After a romantically charged first date, a Delhi-based poet found himself in a metaphorical cage. His date had just dropped a three-stanza poem on WhatsApp. None of it made sense, and the parts that did were riddled with grammatical errors. If the date had been any less cute, the poet would have obliterated him. Instead, he could only reply: “Oh, v cute.” Such was the power of the poem that he told me, “I surely can’t date him now.”
Been there, done that. Two years ago, the very first column in this series mentioned a vigilante verse villain. The words of his pathetic poem still make my whole face cringe. I dated him for a month, and I can tell you it’s not worth investing in such poetic endeavours. Fake praise only feeds the beast.
It is only because a Kalkaji resident couldn’t tell his ex-girlfriend that her poems weren’t worth sharing that she now runs an entire Instagram page dedicated to her embarrassing body of work. Peppered with intimidating Urdu words like ‘mujammal’, her heartbreak poems fall somewhere between gibberish and primary-school calibre. And yet, she complains that they never work on her boyfriends. I wonder why.
I am no poet, and that is why I never dare to woo people by writing one. Why play the game with a weapon that you can’t actually wield? And that is why it confuses me when ordinary people who have never spent a minute understanding a poem turn into poets in love (or delusion).

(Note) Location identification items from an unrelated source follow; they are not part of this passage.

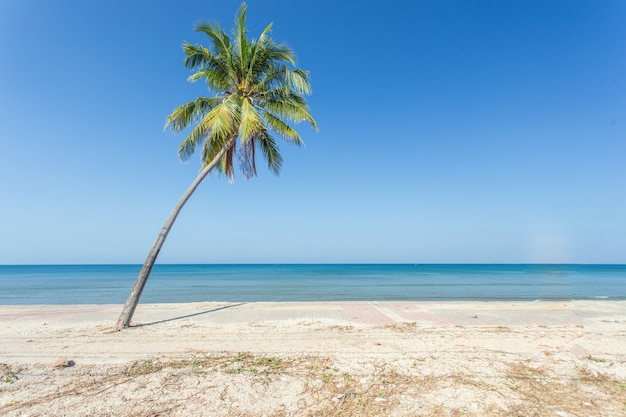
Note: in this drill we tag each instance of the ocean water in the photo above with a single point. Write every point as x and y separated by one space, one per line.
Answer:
110 284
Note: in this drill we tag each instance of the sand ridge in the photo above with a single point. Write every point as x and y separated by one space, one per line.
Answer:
332 358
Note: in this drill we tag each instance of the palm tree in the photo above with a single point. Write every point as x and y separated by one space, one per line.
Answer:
257 91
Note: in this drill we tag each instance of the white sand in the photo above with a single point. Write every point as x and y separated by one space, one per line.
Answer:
305 359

Those who consider themselves kinder than most have a different perspective. They say love can turn us into poets—even bad ones—and that should be okay. It’s almost endearing to watch someone try really hard to please you. But is it really love that possesses people to write poetry after a first date?
Most such poems, sourced through gossip channels, seem more interested in stroking the poet’s ego than impressing the muse. In eight of 10 cases, they scream, “Look, this is how deep I am. You’re so lucky, my love.”

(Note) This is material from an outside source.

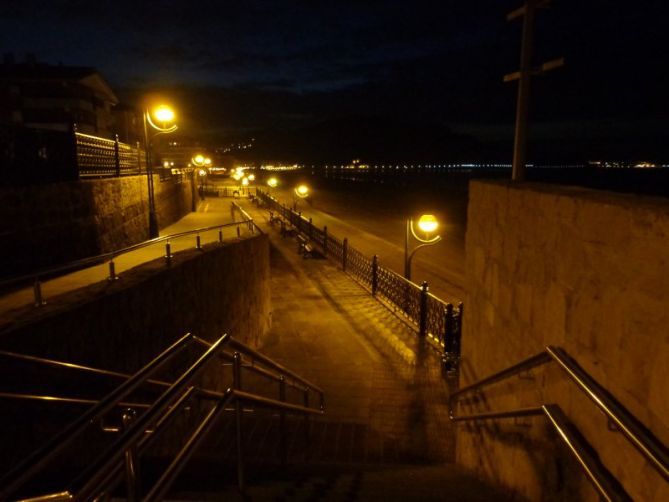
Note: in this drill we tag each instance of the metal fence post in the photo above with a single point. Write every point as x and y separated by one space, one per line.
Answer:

A Mumbai-based documentary filmmaker wanted to write a poem that would make his poet girlfriend cry happy tears. To make it personal, he told ChatGPT everything he loved about his girl. It worked. The girlfriend was sobbing with joy—even though she knew the poem had been written by a bot. “It’s the effort that counts,” she said. The effort, in this case, was mostly typing prompts.
A word of caution to those opening a chatbot—the couple was already mad about each other before the filmmaker introduced a poem in the dynamic. The story would have been completely different if he had sent it to her on the first day of their talking stage.
There’s a girl in Delhi who saves screenshots of the shoddy poems sent to her on Bumble and performs dramatic readings of them over cocktails with her friends. She does it only because she understands the so-called poet’s bluff.
In the words of Elizabeth Bennet, poetry has the power to drive away love. “Of a fine stout love, it may. But if it is only a vague inclination, I’m convinced one poor sonnet will kill it stone dead.”